Perceptions of what the Zagorje offers are slowly changing, with traditional attractions like historic castles and pilgrimage churches jostled aside by a more pronounced accent on lifestyle and leisure. It’s the Zagorje’s spa hotels, restaurants and swimming pools that are increasingly pulling in the visitors.
When it comes to splashing around, the Zagorje always did have a solid reputation, with mineral-spring resorts such as Stubičke Toplice and Krapinske Toplice providing sanatorium-style spa treatments as well as recreational swimming pools. However both places entered the 21st century looking a bit too old fashioned for the contemporary tourist industry.
However the Zagorje’s tourist facilities are currently in the throes of a major overhaul, with Krapinske Toplice building a large new aquatic centre and Tuheljske Toplice – the largest swimming-pool complex in the country – opening a brand-new four-star wing of its spa hotel.
Thirty-five kilometres north of Zagreb, Terme Tuhelj sits in a typically bucolic Zagorje valley lined with round-topped hills. The indoor section of Terme Tuhelj’s stirringly named Water Planet (Vodeni planet) sits beneath an innovative timber and metal canopy, with sunlight streaming in through the huge side windows. The outdoor part of the complex boasts wave pools, a 250-metre-long ‘river’ (grab an inflatable ring and just go with the flow), and shallow play-pools for the kiddies.
Terme Tuhelj’s naturally occurring, mineral-rich mud is celebrated for its joint-soothing and skin-softening properties. You can test this out at Tuhelj’s SPAeVITA centre, which also offers an up-to-date wellness menu of de-tox programmes, ayurvedic massage and aromatherapy.
Terme Tuhelj’s four-star hotel accommodation is made up of three startlingly geometric blocks decorated in bronzy-copper colours; a bold choice indeed for the Zagorje.

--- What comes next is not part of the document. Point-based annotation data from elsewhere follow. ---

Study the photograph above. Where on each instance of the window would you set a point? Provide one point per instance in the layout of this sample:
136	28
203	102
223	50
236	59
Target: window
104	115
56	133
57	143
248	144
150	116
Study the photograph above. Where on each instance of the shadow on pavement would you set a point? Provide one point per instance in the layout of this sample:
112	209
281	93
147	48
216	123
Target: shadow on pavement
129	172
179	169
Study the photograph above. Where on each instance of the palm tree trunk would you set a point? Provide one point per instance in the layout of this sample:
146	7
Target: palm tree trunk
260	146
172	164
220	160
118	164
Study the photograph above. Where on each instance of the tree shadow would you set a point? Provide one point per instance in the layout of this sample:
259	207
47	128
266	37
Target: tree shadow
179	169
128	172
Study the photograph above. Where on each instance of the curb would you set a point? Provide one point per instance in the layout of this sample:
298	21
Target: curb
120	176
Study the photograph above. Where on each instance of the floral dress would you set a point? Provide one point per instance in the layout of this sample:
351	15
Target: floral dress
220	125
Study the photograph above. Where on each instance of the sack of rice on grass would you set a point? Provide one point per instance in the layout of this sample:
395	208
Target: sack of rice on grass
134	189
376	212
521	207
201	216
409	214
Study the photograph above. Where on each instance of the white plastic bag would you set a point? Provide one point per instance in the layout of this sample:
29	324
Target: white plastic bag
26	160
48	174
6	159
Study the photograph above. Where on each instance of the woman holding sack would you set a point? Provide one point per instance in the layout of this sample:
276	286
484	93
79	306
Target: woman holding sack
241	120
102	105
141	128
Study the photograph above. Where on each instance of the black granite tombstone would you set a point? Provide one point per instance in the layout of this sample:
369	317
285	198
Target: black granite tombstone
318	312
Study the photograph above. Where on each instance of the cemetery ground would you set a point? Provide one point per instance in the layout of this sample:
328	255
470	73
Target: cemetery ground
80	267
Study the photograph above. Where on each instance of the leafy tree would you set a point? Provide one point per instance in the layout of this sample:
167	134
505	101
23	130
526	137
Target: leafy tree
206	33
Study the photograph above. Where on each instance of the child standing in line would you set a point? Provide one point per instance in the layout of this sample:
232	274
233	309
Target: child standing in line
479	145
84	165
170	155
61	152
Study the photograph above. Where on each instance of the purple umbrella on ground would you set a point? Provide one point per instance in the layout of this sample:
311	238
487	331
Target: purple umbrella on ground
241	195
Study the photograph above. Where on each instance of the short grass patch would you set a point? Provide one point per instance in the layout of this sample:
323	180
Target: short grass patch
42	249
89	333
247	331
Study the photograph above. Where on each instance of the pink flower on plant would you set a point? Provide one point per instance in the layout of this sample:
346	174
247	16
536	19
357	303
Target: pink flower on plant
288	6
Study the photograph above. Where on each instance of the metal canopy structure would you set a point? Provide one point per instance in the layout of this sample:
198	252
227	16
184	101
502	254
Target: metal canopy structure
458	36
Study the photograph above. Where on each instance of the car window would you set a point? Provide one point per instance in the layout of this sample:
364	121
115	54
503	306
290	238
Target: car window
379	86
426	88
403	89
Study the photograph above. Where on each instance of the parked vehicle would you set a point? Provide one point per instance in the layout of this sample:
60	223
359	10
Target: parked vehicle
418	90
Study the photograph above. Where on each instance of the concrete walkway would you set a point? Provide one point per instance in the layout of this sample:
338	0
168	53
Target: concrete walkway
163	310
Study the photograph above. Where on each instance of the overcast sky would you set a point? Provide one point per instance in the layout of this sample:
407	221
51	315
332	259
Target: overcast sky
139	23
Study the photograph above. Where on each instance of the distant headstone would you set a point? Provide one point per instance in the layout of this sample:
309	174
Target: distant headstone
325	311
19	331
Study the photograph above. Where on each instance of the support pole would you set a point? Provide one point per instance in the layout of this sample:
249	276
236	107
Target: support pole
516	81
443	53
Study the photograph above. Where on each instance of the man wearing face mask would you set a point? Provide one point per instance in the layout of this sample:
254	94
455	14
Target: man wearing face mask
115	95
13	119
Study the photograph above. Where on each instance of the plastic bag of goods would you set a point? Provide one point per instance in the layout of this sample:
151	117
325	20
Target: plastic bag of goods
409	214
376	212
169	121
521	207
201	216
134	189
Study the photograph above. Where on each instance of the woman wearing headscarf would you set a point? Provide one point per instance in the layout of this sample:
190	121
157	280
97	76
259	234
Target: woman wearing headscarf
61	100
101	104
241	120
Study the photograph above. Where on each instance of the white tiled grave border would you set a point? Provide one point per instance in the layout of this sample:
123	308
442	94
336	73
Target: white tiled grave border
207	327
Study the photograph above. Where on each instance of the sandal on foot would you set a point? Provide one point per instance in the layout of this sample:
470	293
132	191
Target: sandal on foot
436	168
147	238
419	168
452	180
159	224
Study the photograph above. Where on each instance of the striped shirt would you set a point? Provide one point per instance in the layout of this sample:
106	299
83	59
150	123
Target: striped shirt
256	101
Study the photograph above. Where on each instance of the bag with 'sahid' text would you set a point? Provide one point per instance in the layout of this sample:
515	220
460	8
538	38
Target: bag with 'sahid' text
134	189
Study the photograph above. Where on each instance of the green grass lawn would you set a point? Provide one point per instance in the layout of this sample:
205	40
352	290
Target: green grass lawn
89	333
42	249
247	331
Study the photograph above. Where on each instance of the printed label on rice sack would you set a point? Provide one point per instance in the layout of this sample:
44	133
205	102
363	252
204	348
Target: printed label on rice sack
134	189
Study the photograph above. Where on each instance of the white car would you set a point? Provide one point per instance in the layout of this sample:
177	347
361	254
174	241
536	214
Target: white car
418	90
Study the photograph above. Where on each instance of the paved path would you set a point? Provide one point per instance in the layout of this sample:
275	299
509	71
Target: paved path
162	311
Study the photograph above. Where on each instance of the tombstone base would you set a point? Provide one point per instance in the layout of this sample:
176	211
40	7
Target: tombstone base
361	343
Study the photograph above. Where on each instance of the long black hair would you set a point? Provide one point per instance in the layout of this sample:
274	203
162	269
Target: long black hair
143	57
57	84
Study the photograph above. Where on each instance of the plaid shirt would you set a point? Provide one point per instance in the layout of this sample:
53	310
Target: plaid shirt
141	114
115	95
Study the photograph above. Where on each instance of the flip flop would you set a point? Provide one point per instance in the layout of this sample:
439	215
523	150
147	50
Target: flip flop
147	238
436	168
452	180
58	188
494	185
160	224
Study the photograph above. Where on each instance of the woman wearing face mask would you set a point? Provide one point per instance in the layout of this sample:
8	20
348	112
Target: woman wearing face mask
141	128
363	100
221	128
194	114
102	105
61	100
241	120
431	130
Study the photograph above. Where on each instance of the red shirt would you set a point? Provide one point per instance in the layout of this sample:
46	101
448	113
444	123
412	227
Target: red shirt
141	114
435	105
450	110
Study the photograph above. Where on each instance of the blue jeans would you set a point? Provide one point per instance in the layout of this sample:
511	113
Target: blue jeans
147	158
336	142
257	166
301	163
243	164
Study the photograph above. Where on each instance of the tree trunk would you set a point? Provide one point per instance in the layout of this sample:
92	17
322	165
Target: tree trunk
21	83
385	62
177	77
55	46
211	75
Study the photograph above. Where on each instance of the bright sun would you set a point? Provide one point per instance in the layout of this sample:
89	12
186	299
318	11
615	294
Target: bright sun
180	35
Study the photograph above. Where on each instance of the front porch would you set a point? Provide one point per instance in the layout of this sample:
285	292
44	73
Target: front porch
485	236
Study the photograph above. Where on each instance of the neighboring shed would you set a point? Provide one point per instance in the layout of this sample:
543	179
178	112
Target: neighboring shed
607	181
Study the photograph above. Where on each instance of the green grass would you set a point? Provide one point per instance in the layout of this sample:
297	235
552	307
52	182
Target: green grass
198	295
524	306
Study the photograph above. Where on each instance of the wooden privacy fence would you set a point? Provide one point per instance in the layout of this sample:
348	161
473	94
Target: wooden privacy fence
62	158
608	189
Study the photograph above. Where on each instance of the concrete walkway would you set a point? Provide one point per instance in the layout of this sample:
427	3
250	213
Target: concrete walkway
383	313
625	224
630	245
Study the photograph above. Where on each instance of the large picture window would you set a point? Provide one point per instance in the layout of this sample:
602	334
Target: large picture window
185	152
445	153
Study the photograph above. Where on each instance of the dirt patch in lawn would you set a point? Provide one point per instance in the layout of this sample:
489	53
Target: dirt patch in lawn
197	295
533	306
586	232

South-east of Tuhelj in the Stubica valley, Terme Jezerčica is a good example of the Zagorje spa industry at its more intimate, with a low huddle of buildings in a narrow green valley concealing an all-things-catered-for aquatic centre.
Indoor and outdoor pools are fed by natural thermal springs, and there’s an adjoining Wellness centre offering sauna, steam-bath and massage options. You’ll see locals paddling around or sitting in one of the Japanese-style tubs that run along the side of the complex. The Jezerčica’s hotel is more modest than Tuhelj’s, with small but adequate rooms decked out in muted colours.
Accessed by zig-zagging roads that slalom their way across the Zagorje’s many ridges, the town of Marija Bistrica is primarily known for a much-visited pilgrimage church that sits prettily on top of a small hill. It also offers some of the Zagorje’s classiest accommodation in the shape of the four-star Bluesun Hotel Kaj, whose swish, soothing rooms come with country-meadow views.
The hotel’s wellness centre features sauna, Turkish bath, massage and beauty treatments and exudes an aura of private calm that you might not get in Tuhelj or Jezerčica. The Kaj’s restaurant grows its own vegetables in a plot behind the hotel and serves typical Zagorje food (meat, meat, lots of meat) with a dash of European imagination and finesse. Sadly, the Zagorje’s fast improving spa facilities do not yet include any remedies for over-eating.